İran Ambargosu Ortadoğu’yu İstikrarsızlaştıracaktır

Yaptırım uygulamalarının tamamı devreye girmeden mutlaka önlem alınması gereğinin altını çizen EGİAD Başkanı Aydın Buğra İlter, “Amerika’nın İran’a karşı tek taraflı adımları Türkiye’nin de aralarında olduğu ABD’li müttefikler arasında ciddi sorunlara neden oldu. İran’ın tecrit edilmesi dünya için güvensiz bir ortam yaratırken, Orta Doğu’nun da daha çok istikrarsızlaşmasına sebep olacaktır. ABD’nin dünyadaki tüm diğer ülkelere kendi görüşlerini empoze etmeye çalıştığı bir durumla karşı karşıyayız. Bunun çeşitli cephelerde güçlü tepkilere yol açtığını da görüyoruz. Avrupa Birliği gibi yakın ortakları da dâhil olmak üzere kimse Amerikalılarla birlikte hareket etmek istemiyor. Fakat asıl soru şudur: Hoşlanmasalar bile, Amerikalılarla birlikte hareket etmeye zorlanacaklar mı? Cevap büyük olasılıkla evet olacakmış gibi görünüyor. Doğalgaz anlaşmaları uzun süreli anlaşmalar olduğu ve boru sistemi ile dağıtımlar yapıldığı için bu tür anlaşmaları ani uygulamalarla değiştirmek mümkün olmamakta aksi takdirde yüksek tazminatların ortaya çıkmasına neden olmaktadır. Bu nedenle şu anki ambargo kapsamında doğalgaz bulunmamaktadır. Türkiye’nin İran ile olan gaz anlaşması sürmektedir ve anlaşmaya göre devam edecektir. Bu konuda bir problem veya tereddüt yoktur. Geçmişte uygulanan muafiyet petrol alımları sözkonusu olmuştur. Türkiye’ye bu muafiyet bazı ülkelerle beraber geçmişte tanınmıştır. Ancak bu kez, bu muafiyetin Türkiye dâhil hiçbir ülkeye tanınmayacağı ifade edilmektedir. Ambargoları delmenin önemli maliyetleri olacaktır. Her ülke, kurallara uymamanın maliyetine değip değmeyeceğine kendisi karar vermek durumundadır.” diye konuştu.
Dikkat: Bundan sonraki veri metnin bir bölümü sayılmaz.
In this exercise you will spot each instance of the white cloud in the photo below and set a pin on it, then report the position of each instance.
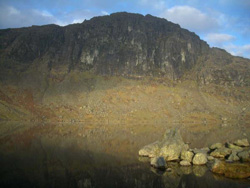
(155, 4)
(218, 39)
(191, 18)
(10, 17)
(237, 50)
(104, 12)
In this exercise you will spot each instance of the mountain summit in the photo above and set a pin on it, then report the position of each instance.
(119, 44)
(56, 65)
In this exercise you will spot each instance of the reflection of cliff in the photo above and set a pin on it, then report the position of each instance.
(58, 162)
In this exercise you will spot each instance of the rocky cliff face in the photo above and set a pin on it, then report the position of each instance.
(119, 44)
(80, 72)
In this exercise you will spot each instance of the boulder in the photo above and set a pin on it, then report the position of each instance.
(221, 152)
(172, 145)
(244, 156)
(200, 159)
(202, 150)
(185, 163)
(210, 158)
(216, 146)
(233, 156)
(232, 146)
(158, 162)
(187, 156)
(199, 171)
(243, 142)
(150, 150)
(231, 170)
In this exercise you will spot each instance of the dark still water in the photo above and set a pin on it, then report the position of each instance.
(34, 157)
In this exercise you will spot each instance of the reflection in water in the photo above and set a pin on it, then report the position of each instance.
(44, 161)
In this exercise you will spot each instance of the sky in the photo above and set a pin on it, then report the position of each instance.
(222, 23)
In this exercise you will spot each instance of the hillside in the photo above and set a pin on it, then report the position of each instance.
(120, 69)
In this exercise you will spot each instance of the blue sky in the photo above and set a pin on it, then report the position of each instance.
(222, 23)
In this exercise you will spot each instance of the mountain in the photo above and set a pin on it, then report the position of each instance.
(110, 67)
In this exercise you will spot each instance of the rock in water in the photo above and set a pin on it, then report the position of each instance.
(172, 145)
(242, 142)
(231, 170)
(158, 162)
(187, 156)
(221, 152)
(244, 156)
(233, 156)
(150, 150)
(210, 158)
(185, 163)
(200, 159)
(232, 146)
(216, 146)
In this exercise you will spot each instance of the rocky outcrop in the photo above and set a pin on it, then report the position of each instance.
(158, 162)
(185, 163)
(242, 142)
(119, 44)
(227, 152)
(151, 150)
(216, 146)
(221, 152)
(170, 147)
(200, 159)
(187, 156)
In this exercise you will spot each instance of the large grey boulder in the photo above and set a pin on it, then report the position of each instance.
(158, 162)
(243, 142)
(221, 152)
(233, 156)
(216, 146)
(185, 163)
(187, 156)
(150, 150)
(200, 159)
(172, 145)
(234, 147)
(244, 156)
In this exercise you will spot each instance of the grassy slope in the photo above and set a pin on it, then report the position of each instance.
(80, 96)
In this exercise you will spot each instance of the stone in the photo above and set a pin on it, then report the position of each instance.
(221, 152)
(186, 169)
(243, 142)
(216, 146)
(158, 162)
(202, 150)
(150, 150)
(172, 145)
(233, 156)
(210, 158)
(244, 156)
(231, 170)
(185, 163)
(200, 159)
(232, 146)
(187, 156)
(199, 171)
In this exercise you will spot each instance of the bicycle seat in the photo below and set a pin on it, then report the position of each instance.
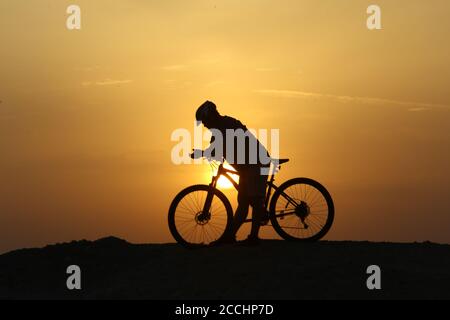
(280, 161)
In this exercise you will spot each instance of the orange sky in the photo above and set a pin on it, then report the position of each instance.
(86, 116)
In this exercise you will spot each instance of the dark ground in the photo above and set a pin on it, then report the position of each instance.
(114, 268)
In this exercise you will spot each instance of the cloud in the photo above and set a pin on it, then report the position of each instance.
(418, 109)
(414, 106)
(267, 69)
(175, 67)
(106, 82)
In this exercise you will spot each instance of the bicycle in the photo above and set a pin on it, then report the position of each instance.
(300, 209)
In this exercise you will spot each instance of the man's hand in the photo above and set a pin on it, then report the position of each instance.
(196, 154)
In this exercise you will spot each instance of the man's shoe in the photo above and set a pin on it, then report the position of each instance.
(250, 241)
(223, 241)
(265, 219)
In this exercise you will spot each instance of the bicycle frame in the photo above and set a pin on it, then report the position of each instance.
(222, 171)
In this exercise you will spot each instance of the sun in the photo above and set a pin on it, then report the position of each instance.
(224, 183)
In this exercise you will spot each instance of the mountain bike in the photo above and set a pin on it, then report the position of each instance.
(300, 209)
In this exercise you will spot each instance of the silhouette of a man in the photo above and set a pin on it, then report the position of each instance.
(247, 159)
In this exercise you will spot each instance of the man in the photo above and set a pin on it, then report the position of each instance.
(247, 156)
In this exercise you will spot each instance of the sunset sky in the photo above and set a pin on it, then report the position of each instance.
(86, 115)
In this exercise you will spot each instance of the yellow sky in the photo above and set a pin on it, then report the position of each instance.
(86, 116)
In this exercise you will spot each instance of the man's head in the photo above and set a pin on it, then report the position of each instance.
(207, 114)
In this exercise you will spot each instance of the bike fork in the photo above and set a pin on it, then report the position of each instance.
(209, 198)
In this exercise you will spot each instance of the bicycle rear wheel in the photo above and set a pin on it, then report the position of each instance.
(190, 226)
(302, 210)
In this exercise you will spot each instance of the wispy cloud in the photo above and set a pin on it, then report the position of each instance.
(175, 67)
(267, 69)
(106, 82)
(418, 109)
(414, 106)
Toplantıda konuşulan bir diğer başlık ise, Birleşmiş Milletler uygulamalarıydı. Türkiye’nin her platformda BM uygulamalarını takip edeceğini dile getirdiğini ifade eden İlter, “Ancak Türkiye için yasal olan bir işlemde firma veya kişiler ABD yaptırımlarına tabi tutulur ise ne olacaktır? Türkiye Cumhuriyeti bu firma ve şahısların korunması için neler yapabilecektir? Yoksa bireyler kendi başlarının çaresine mi bakacaklardır? Bu konuda çalışmaların acilen yapılması elzemdir” dedi.